Good luck and be wary of NDAs. If you find yourself asking what it is all about? That is telling you that it is not appropriate and likely should be avoided.
Unfortunately no one but an attorney can give you legal advice (I'm not one). Most NDA boilerplates contain the maximum protective language possible, without any consideration for individual circumstances.
What is it that you're worried about losing? That's more important than what the document might mean without context. I don't see things in this snippet that seem highly unusual, but it all comes down to the details of what freedoms you wish to or need to retain.
Those are legitimate concerns, particularly if the universe of suppliers in your industry is limited, and you would likely run into them on your own even if you hadn't met this development partner. Chat with the company who put forward the NDA and express your concerns. It might be revised to allow you access, though not to disclose other information. The partner should be able to explain what they're trying to prevent/protect with the clauses that you note. If you aren't confrontational about it, just inquiring to get a better understanding, then it shouldn't be a difficult condition to overcome.
To @Jesse Tayler's point, knowing what is worth protecting and not is an important part of choosing to ask for a contract of any kind. Here's an example where I was not worried about sharing my idea, but I still needed an NDA. Part of my business plan included purchasing another company's assets, a trade show. The customer and financial data was not mine to reveal because I had not acquired the trade show yet. So while I summary figures for financials were not in need of protection, if the investor candidate wanted to dig into details about how I arrived at those summary numbers for trade show revenue, it required an NDA because I didn't have permission to share those operating details with anyone outside of the company I was buying.

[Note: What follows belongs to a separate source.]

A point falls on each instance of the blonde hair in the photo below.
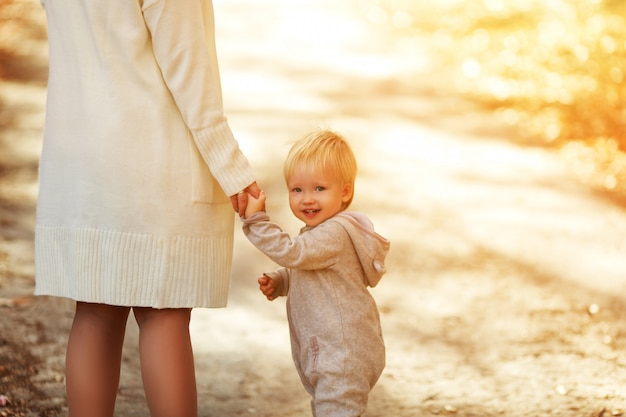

In this case my NDA was protecting a party whose information I was not allowed to disclose without such coverage.
The problems Jesse points to usually come out of boilerplate language written out of an abundance of caution, instead of simply and succinctly covering specific areas of information that actually need to be protected. In other words, if you are being smart, you can have a very simply NDA that shows you understand what is worth protecting and what is not a concern. Most stuff probably doesn't need protection. Proprietary processes, ingredients, formulas, rare resources, someone else's borrowed data, and such may need a little protecting. Your high-level concepts are not so likely to need protecting.
When you're given a boilerplate that is meant to broadly cover too much, don't be shy about proposing a much simpler version. It's asking them to revise it that would likely be perceived as annoying. When you rewrite for them and inquire if the simplified version is adequate, it's much easier to have an opinion.

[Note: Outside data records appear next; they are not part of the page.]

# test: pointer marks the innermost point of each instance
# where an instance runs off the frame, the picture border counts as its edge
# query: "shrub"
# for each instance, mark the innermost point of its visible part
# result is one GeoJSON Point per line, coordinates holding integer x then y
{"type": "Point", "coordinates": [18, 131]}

In addition to both Jesse & Paul - what is important is 1) specificity of the covered material, and 2) how it is marked confidential. I have seen NDAs that claim everything is confidential. Those I immediately reject. Anything confidential needs to be marked as so, be unique, and reasonably recent. Sending me a diagram of a 5 year old work flow is questionable.
In my consulting, I will sign an NDA after some point, usually where I start asking for company documents (planning, legal, operational and financial). However, I place the burden on the company to clearly identify what is confidential.
WIthout context of the type of business you are in, prevention of contact with suppliers and vendors, unless they are disclosed (in list format) as confidential and meant to prevent you from circumventing them, is a little odd. I would not agree to this without a fully disclosed list of the covered suppliers and vendors prior to signing. If you already have such relationships, you want them struck from the list.